Sadly, only 1 in 8 pupils will receive the coveted ‘thick envelope’ this month, to their first choice school, as The Independent Schools Council, reported a growth of 0.4% in London schools places showing a surge in private school enrolment to the highest since records began in 1974. Competition for coveted spaces has never been more tricky as demand out strips the number of places available.
Rejection is never easy, for adults we know the sting a rejection letter has having been turned down for that dream job, and it can deal a massive blow to one’s general confidence. But for children, rejection can be that much harder, not having developed the emotional capacity to deal with it. So how can you as a parent help them through this time of turmoil?
First, emotions run high when there is a feeling of unfairness. When one has worked hard, to be told it’s not good enough can be very deflating. Therefore the first step is to ground your children’s emotions in an understanding of ‘why’. Explain to them that so long as they tried their best, there was nothing more they could have done. Discuss how life can at times be ‘unfair’ but it’s about learning from ‘mistakes’ and knowing that sometimes things just don’t go our way, despite our best efforts. It helps to mention that they are not alone, and that many other children will be going through the same experience.
Two, make failing safe. Its okay to feel disappointed, and its important to acknowledge those feelings. Allow yourself and your child a moment to feel the sting, but don’t let anger or bitter resentment take hold. Don’t go down the ‘What If’ route. After a cup of tea and a chat, maybe sharing your own experiences of rejection with your child quickly move on to point three; evaluating alternative options.
Primary schools spend months trying to advise parents on the likelihood of your children being able to get into the school of your choice often recommending your child sit for three different places to ensure a spot is offered to at least one.
Each school recommended is different, and while as parents we may have our one favourite, each school is recommended as it will have a unique side to it, which if explored, has been carefully chosen by the school match up to your child’s interests. The trick is to expand horizons and to find the good and exciting parts which exist in all institutions. After all, teachers and schools want the best possible outcome for your children, as you do.

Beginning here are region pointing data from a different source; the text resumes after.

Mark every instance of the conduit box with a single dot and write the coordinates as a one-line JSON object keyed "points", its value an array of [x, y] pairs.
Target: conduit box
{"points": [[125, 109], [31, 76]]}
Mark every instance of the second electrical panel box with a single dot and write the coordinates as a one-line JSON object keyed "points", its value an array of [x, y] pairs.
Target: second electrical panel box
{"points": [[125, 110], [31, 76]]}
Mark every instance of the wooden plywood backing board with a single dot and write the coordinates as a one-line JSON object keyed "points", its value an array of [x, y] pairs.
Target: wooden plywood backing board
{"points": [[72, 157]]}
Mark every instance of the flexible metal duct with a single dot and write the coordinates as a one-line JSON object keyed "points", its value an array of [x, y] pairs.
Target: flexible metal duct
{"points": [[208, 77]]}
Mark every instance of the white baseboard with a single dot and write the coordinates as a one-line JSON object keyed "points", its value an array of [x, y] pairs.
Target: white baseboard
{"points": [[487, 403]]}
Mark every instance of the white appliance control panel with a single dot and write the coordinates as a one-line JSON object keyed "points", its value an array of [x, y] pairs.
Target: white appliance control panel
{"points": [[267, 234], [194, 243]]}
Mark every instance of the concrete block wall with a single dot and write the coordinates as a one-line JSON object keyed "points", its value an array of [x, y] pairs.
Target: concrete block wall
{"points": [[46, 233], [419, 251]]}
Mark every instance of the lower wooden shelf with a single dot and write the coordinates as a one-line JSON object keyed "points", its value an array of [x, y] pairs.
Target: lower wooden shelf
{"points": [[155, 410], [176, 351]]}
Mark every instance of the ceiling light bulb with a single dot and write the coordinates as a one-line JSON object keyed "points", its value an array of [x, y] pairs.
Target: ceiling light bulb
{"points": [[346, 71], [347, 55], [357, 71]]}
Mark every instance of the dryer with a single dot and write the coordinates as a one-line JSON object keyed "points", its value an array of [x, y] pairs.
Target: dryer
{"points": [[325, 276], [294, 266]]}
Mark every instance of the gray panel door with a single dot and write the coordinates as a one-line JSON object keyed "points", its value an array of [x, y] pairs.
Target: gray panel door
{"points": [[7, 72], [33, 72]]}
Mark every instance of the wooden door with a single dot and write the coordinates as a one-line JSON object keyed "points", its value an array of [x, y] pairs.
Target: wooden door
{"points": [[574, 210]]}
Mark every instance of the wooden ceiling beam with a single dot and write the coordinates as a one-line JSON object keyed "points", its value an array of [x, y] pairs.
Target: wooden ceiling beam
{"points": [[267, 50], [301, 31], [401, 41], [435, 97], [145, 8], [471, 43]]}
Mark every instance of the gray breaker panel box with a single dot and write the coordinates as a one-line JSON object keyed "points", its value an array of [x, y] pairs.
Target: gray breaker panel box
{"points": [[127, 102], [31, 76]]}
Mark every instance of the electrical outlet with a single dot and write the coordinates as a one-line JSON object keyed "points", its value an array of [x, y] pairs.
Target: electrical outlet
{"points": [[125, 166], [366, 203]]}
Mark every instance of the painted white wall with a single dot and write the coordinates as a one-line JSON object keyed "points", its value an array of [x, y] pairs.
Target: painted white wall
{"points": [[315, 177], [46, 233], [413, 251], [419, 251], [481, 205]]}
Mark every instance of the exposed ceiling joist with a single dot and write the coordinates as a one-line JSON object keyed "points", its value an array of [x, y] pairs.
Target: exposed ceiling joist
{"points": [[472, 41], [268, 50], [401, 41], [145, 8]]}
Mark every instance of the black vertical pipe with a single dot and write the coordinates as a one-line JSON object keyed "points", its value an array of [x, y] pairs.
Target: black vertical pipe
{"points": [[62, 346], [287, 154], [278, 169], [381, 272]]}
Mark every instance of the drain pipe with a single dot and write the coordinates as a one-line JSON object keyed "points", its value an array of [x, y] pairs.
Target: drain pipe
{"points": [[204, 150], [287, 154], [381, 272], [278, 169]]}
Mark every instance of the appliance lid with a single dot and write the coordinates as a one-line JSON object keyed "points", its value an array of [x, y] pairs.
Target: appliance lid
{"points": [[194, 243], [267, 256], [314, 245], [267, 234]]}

Finally, celebrate the offers you have received, make a committed effort to see the next school as a launch pad onto bigger and better things. At the end of the day, things have a way of working themselves out. Schools are there to help and if an offer does not come through right away rest assured that by making contact with your child’s current school a solution will be found to ensure they are able to take the next steps on their learning journey.
Mental health growing up is as key a thing to keep healthy as the body. So while we feed our children balanced diets, be sure to feed their minds equipping them with tools to build pathways through low patches. We can’t protect them from everything but we can cushion the blows and be present to guide them when times get tough.
Life wouldn’t be exciting if it were all plain sailing!